And what is the law if you are injured in an ORV accident in Michigan?
For many people in Michigan, especially those who live near lakes, spring means a chance to get outdoors and start enjoying those ATVs, mopeds, golf carts and other off road vehicles (ORVs).
These are extremely popular choices in Michigan. Yet most of the people who buy these ORVs have no idea how the law works with these recreational vehicles.
Sadly, as Michigan accident lawyers, we also see far too many injuries and even deaths from improper use of ORVs, confusion about how traffic laws apply to these vehicles, and how many drivers of cars and trucks fail to see people on ORVs. Today, I’m covering ORV safety in this blog and your legal rights, including how you are protected in the event of an ORV injury or accident.
First, what is an ORV?
According to michigan.gov, an ORV is defined as any motor vehicle that can be operated cross-country without benefit of a road or trail over land, snow and other natural terrain and includes all of the following:
- Multi-track and multi-wheeled vehicles,
- Motorcycles and related 2-, 3- and 4-wheeled vehicles,
- Amphibious machines (water to land and back),
- Any other vehicles that use mechanical power, including 2- and 4-wheel drive vehicles that are highway registered, when operated off highways and roads.
What ORV owners are required to do under Michigan law – title and license requirements
- Obtain a title for an ORV through the Secretary of State (SOS); NOTE — a Michigan title is NOT required on nonresident ORVs used in Michigan.
- License the ORV with the Department of Natural Resources (DNR).
Using ORVs on private property, and your safety gear
Private land owners and invited guests are not required to license ORVs operated exclusively on their private property.

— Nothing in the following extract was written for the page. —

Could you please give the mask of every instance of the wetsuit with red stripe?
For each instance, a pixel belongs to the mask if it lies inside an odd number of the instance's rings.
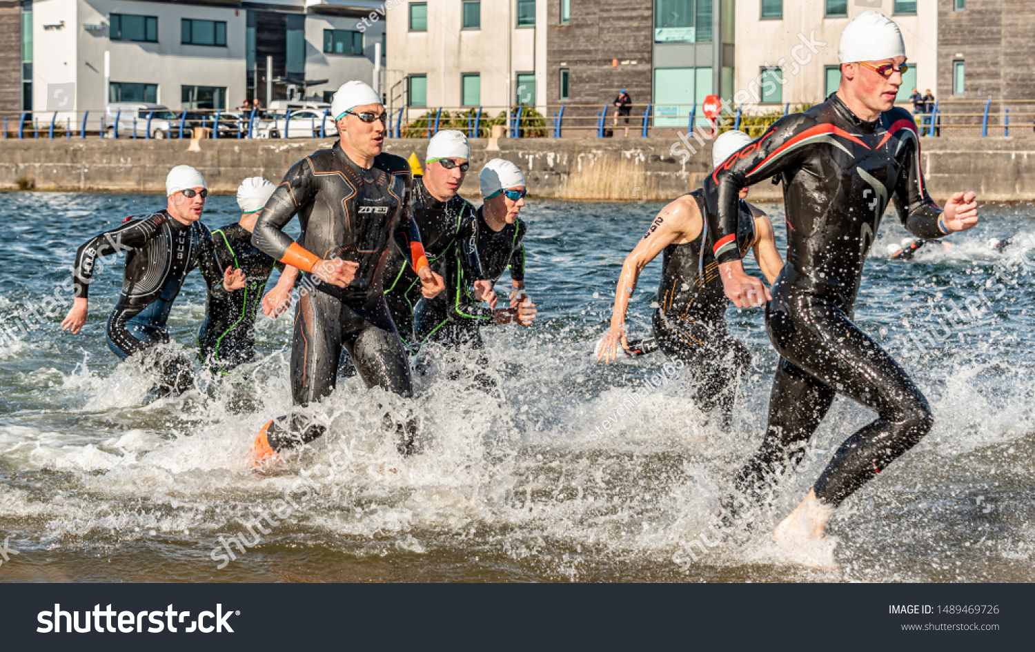
[[[705,213],[702,190],[689,194]],[[741,256],[755,244],[755,215],[747,202],[739,204],[740,221],[734,240]],[[730,300],[722,292],[718,264],[706,238],[664,247],[658,307],[654,310],[654,338],[670,358],[682,360],[692,376],[690,396],[703,412],[717,413],[729,428],[740,377],[751,363],[751,354],[730,334],[726,309]]]
[[[866,255],[893,201],[918,238],[947,233],[923,184],[916,123],[903,109],[860,120],[832,94],[782,118],[730,156],[705,181],[708,223],[721,263],[736,261],[738,191],[778,175],[787,211],[787,262],[766,306],[766,330],[780,355],[761,448],[737,476],[759,486],[796,464],[836,394],[877,412],[841,444],[814,488],[838,505],[914,446],[934,421],[906,372],[852,322]]]
[[[393,239],[411,264],[423,257],[420,233],[407,209],[411,183],[406,159],[383,153],[363,169],[335,143],[295,164],[260,213],[252,241],[273,259],[308,269],[305,260],[296,260],[302,251],[359,264],[346,288],[320,283],[309,272],[302,276],[291,349],[296,406],[334,390],[343,347],[366,386],[413,393],[407,354],[382,291]],[[302,227],[297,243],[284,233],[296,214]],[[413,437],[407,423],[404,448]],[[296,414],[274,419],[266,436],[273,450],[282,450],[309,442],[324,429]]]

Licensing is required of both resident and nonresident ORVs used in areas open to public operation.
Before an ORV may be operated on any property, ORV operators and all passengers must wear a U.S. DOT approved crash helmet AND protective eye wear or goggles.
Exception: You do not have to wear the crash helmet and goggles when the ORV is equipped with an approved roof and the operator and passengers are wearing properly adjusted and fastened safety belts.
To read more about riding on state land and laws for children operating ORVs, visit Michigan’s Off Road Vehicle Guide.
Injuries from ORV accidents
According to the Michigan Traffic Crash Facts website, in 2011, here are the most harmful events:
Overturn: The most harmful event that did not involve a collision for an ORV or ATV was an overturn.
Collision with a car: Of all crashes that involved a collision, the most harmful event was a collision with a motor vehicle.
Speeding: The hazardous action that caused the most ORV/ATV crashes on public roads was speeding too fast.
This highlights the need for not only safety gear but also following the state laws.
If you are in an ORV accident or suffer personal injury operating an ORV in Michigan
Here’s the law: the operator of an ORV involved in an accident resulting in personal injury to a person or in property damage in an estimated amount of $100 or more must immediately notify the State Police or Sheriff’s office of the county where the accident occurred, and is required to fill out an accident report.
Can you collect No Fault insurance benefits?
When an ORV is involved in a crash or accident with a car or truck, the injuries are usually very serious. The problem is exacerbated by the fact that even when you are visible and driving safely, many passenger car vehicles do not “see” you because these drivers are not cognitively attuned to be on the lookout for these types of vehicles. This makes driving these vehicles around cars much more dangerous.
If you are injured in an ORV accident, you can still get your medical benefits covered and if you’ve suffered very serious injury, you can collect attendant care and wage loss under Michigan No-Fault, but only if ORV is involved in an accident with another motor vehicle.
If a motor vehicle is NOT involved, such as if the ORV operator injures himself operating the vehicle, then no claim can be made under Michigan’s No Fault law, because the ORV is not considered a motor vehicle under our law. It is a critical distinction.